This article was originally drafted by the Lee Kuan Yew School of Public Policy for Issue 15 of the newsletter “Asian Trends Monitoring Bulletin” as part of the Rockefeller Foundation’s Searchlight Process. For more Searchlight content on futurechallenges.org, please click here.
Jakarta, taken from Istiqlal mosque Jakarta panoramic view around Medan Merdeka (Merdeka square), the center of Jakarta and the nation. (By Gunkarta Gunawan Kartapranata (Own work) [CC-BY-SA-3.0 (http://creativecommons.org/licenses/by-sa/3.0) or GFDL (http://www.gnu.org/copyleft/fdl.html)], via Wikimedia Commons)
ASEAN’s capital cities are growing very quickly. For example, Jakarta’s population will soon exceed ten million inhabitants and is still growing by more than 120,000 per year.7 Metro Manila has already reached 11.5 million, but still grows rapidly at about 2% per year. As thousands of rural poor relocate to urban areas each year with the hope of finding better work opportunities, the same trend can be found across ASEAN.
This trend in urban growth has several consequences for water provision. The main positive consequence of urbanization and densely populated urban areas is that governments can provide water for more people using smaller infrastructure investments. As people leave their remote villages and start to live in apartment buildings or densely packed urban settlements, it becomes easier for governments to provide piped water connections. The cost of extending the water grid to remote rural areas is very significant, and remains one of the main barriers to providing piped access to water in these regions. Here, water authorities could embrace the trend of urbanization as a way to exploit the economies of scale in water infrastructure investments.
However, these benefits may not apply to Southeast Asian cities, where the internal migrants are mostly poor. As the poor move closer to urban centers, they face several challenges such as increased cost of living and scarcity of housing. Thus, they often settle in slums or temporary settlements in the urban periphery, areas where the piped connections are unlikely to be constructed.
The consequences of slum creation for water provision are dire. For example, informal settlements in Jakarta are mostly clustered on land where it is illegal to build homes, such as rainwater catchment areas and river banks. In these circumstances, the illegal settlements cause direct harm to the city’s water supply, both by hampering groundwater replenishment, because they damage the water catchment areas, and by polluting rivers with their household wastes.
A boy bathes in the polluted river under a railroad bridge, North Jakarta Slums Indonesia. (By Jonathan McIntosh (Own work) [CC-BY-SA-3.0 (http://creativecommons.org/licenses/by-sa/3.0) or GFDL (http://www.gnu.org/copyleft/fdl.html)], via Wikimedia Commons)
Slum life, Jakarta Indonesia. (By Jonathan McIntosh (Own work) [CC-BY-SA-3.0 (http://creativecommons.org/licenses/by-sa/3.0) or GFDL (http://www.gnu.org/copyleft/fdl.html)], via Wikimedia Commons)
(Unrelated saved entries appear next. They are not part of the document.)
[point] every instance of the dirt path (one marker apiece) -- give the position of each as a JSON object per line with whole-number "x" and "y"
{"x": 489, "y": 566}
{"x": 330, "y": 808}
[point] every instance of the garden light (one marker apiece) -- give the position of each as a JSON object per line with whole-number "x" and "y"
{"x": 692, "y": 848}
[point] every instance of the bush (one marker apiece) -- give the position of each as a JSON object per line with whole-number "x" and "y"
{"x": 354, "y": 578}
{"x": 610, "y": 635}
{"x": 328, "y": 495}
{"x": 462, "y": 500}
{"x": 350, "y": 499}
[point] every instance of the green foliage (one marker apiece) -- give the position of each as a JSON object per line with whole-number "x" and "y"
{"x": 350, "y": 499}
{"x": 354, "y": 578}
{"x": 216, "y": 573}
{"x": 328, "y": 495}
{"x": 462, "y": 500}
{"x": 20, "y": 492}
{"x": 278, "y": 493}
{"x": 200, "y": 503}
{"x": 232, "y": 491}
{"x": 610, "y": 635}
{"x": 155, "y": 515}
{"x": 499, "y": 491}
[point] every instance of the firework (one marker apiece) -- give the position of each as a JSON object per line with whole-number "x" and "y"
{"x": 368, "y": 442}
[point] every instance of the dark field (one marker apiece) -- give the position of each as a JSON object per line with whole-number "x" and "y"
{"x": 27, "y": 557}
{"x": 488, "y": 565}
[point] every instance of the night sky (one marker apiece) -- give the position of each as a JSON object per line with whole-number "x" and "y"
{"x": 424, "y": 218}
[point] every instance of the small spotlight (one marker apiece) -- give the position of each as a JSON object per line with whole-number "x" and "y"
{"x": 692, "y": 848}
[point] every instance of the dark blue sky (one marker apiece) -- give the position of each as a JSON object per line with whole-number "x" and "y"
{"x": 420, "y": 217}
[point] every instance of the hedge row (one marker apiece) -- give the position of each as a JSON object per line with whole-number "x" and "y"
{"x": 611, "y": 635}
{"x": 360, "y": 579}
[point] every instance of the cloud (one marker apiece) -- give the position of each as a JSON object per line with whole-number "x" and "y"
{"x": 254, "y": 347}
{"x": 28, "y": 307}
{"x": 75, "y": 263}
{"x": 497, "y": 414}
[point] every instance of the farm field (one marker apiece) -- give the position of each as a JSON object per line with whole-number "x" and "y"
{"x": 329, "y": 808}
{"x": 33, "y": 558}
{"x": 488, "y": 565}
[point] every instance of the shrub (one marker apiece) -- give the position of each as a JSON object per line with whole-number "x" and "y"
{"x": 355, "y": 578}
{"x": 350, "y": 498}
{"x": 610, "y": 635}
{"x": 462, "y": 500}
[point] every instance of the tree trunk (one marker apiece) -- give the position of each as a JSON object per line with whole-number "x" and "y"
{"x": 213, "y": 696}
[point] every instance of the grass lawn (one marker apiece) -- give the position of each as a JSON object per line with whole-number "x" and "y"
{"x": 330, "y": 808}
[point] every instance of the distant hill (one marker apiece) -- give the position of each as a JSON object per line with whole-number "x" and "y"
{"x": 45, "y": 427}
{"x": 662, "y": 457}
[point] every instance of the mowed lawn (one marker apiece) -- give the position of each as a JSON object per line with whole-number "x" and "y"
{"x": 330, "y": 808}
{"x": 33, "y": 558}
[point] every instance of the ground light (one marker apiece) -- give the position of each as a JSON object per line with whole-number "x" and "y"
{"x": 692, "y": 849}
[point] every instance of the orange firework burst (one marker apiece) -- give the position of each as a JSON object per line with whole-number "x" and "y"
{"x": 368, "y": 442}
Even when slums do not form in areas that jeopardize the water supply, slum-dwellers still face legal barriers such as lack of legal tenure over their housing. This causes a problem in providing piped connections to these houses. In Jakarta, a law prohibits the extension of utilities services to households without property titles for fear that the services would “legalize” the settlement. Other cities struggle with the same problems, with informal settlements popping up on unused plots of land.
Facing this rapid flow of urban poor, governments have difficult decisions to make. There is the option to concede full legal rights to illegal settlers, enabling water companies to legally provide the settlements with piped water connections. The main strength of this solution is that it is quick and conflict-free. Slum-dwellers will likely favor the solution because they are not forced to relocate and will receive the services that they require. However, this solution comes with several issues. The concession of full rights over this land essentially rewards people for squatting. This will induce more people to settle illegally, inviting larger waves of migrants who come with the intention of settling illegally. This, in turn, exacerbates the pressures on all of the city’s essential services, not just water.
There is also the option of clearing the illegal settlements and providing alternative housing at a low cost. This gives the poor a legal means of accommodation and a legal means to access piped water and other utilities. However, this also comes with its own set of problems. This option is expensive for governments due to the cost of new public housing projects. Additionally, the magnitude of urbanization makes it virtually impossible to provide enough of these housing units. The inevitable limits of supply will force many poor people to be stuck in their make-shift settlements without proper access to water.
Finally, aside from the problems from illegal settlements, there are also problems caused by the absolute number of migrants. Rapidly growing urban populations will put a strain on the available water resources. Although pipelines can be built and households can be connected to formal water services, the available amount of water is a different story. Several cities are barely able to keep up with the rapidly rising demand for water. In these kinds of situations, the slightest blip in supply could leave thousands of people without enough water. To take another example from Jakarta, a burst pipeline in September 2011 left nearly half of the city without water for almost 48 hours. Thus, it is clear that governments need to act quickly to address the issue of adequate supply in face of high volumes of city-bound internal migrants in the future.